Alexa for Business works with Microsoft Office 365, Microsoft Exchange, and Google G Suite.

Solution and software providers, including Salesforce.com, Concur, SuccessFactors, ServiceNow, Splunk, Acumatica, Tact, Polycom, Crestron, RingCentral, Teem, Twine, and Zoom, are integrating their business applications with Alexa for Business or developing skills that will allow users to accomplish all kinds of tasks with simple utterances.

“We are thrilled to be a part of the Alexa for Business launch and to provide our customers exciting new channels to get business done faster and build closer connections with their own customers,” said Ryan Aytay, executive vice president of business development and strategic accounts at Salesforce.com, in a statement.

“Polycom is excited to take the next step with natural language by demonstrating Alexa voice control with our RealPresence Group Series video conferencing products,” said Greg Pelton, chief technology officer at Polycom, in a statement. “Polycom was the first to make one-touch control to join a video conference call, and by simply saying ‘Alexa, join the meeting,’ you will have the ability to easily and simply join a video conference using only your voice. We are in limited trials with select customers today and know users will love this great, simple experience when it comes to market.”

Additionally, customers can leverage the tens of thousands of public skills available for Alexa today and create new private ones for their employees by using the Alexa Skills Kit and the Alexa for Business APIs.

Capital One, Brooks Brothers, and WeWork were among the first businesses using Alexa for Business.

Other business leaders are equally excited about Alexa for Business. Igor Gorin, CEO of Astound Commerce, for example, thinks larger business budgets will lead to better skills and that this is a logical next step for Amazon as voice assistants move past consumer adoption.

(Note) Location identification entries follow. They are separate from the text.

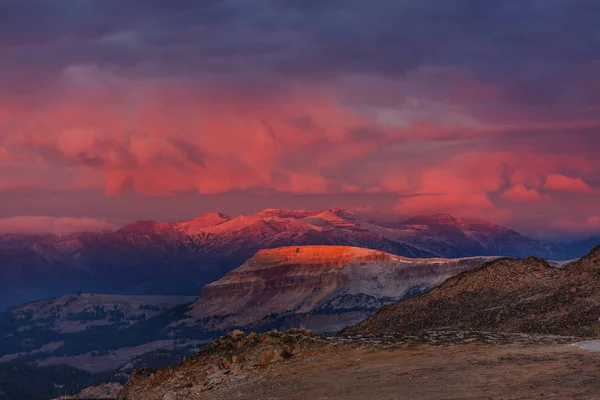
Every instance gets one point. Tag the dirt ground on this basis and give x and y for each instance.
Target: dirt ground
(469, 371)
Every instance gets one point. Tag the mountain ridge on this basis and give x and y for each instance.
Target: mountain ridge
(149, 257)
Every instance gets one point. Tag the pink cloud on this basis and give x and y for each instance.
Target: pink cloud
(53, 225)
(588, 225)
(564, 183)
(521, 194)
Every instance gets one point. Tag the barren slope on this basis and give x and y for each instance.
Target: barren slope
(506, 295)
(321, 287)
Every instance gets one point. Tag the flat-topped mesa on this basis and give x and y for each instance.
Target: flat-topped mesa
(340, 283)
(293, 268)
(315, 256)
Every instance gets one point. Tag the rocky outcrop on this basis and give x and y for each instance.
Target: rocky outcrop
(527, 295)
(321, 287)
(107, 391)
(149, 257)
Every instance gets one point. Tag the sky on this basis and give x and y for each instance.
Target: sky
(119, 110)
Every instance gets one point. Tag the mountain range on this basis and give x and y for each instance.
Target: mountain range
(148, 257)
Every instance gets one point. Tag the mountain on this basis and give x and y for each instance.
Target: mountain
(448, 236)
(323, 288)
(505, 295)
(149, 257)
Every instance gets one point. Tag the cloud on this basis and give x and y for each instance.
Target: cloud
(413, 100)
(589, 225)
(53, 225)
(564, 183)
(520, 193)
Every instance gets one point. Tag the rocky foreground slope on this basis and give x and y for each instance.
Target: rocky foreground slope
(320, 287)
(506, 295)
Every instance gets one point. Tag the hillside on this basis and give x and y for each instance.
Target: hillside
(505, 295)
(320, 287)
(148, 257)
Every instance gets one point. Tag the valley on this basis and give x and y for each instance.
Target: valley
(388, 292)
(154, 258)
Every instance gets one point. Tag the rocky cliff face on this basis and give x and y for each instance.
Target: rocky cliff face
(321, 287)
(526, 295)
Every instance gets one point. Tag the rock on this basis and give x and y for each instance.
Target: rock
(237, 334)
(169, 396)
(237, 358)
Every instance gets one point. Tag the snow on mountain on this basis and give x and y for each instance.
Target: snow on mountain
(149, 257)
(321, 287)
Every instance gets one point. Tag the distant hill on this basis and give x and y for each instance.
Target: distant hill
(323, 288)
(148, 257)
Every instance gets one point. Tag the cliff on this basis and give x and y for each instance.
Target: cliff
(321, 287)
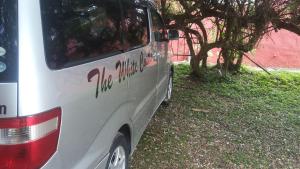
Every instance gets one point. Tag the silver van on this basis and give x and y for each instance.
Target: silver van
(79, 81)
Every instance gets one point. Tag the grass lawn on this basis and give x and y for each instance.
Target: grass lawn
(250, 120)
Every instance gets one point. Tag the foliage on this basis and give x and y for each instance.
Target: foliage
(239, 25)
(248, 120)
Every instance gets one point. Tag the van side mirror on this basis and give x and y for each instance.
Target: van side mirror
(173, 34)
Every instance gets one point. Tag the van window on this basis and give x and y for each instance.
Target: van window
(80, 30)
(8, 41)
(158, 27)
(135, 25)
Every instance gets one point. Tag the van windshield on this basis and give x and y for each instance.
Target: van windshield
(8, 41)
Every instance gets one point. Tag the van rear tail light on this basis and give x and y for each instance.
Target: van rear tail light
(29, 142)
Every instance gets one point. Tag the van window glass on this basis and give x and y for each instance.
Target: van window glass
(80, 30)
(135, 25)
(8, 41)
(158, 27)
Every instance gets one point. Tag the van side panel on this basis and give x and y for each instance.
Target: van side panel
(85, 117)
(8, 100)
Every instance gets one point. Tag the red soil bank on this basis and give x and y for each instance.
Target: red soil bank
(277, 50)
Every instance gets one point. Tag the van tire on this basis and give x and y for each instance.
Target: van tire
(119, 149)
(169, 89)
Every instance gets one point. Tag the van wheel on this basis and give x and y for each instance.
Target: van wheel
(118, 153)
(169, 89)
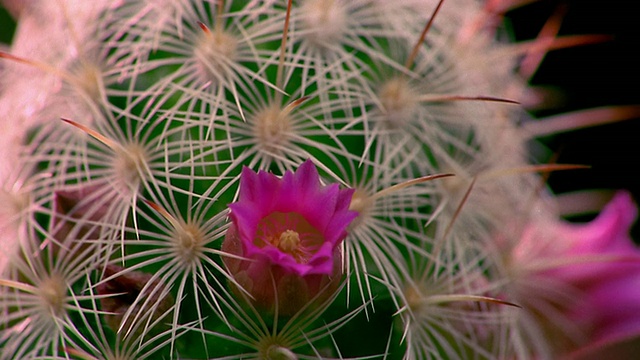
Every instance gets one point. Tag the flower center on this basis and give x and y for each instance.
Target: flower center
(289, 241)
(291, 233)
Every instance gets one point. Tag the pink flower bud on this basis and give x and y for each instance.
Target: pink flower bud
(288, 231)
(597, 264)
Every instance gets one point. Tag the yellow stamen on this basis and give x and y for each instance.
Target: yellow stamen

Ray Grady, chief customer officer and president of CloudCraze, believes this is only the beginning of business applications for Alexa. With Salesforce data at the ready, Alexa could eventually be integrated into B2B commerce to provide more personalized and streamlined experiences, he says.

Barry Pellas, chief technology officer and chief business technologist at PointSource, sees Alexa’s use in a business setting as something that can enhance workplace collaboration and create an internal culture that actively evolves with new technology.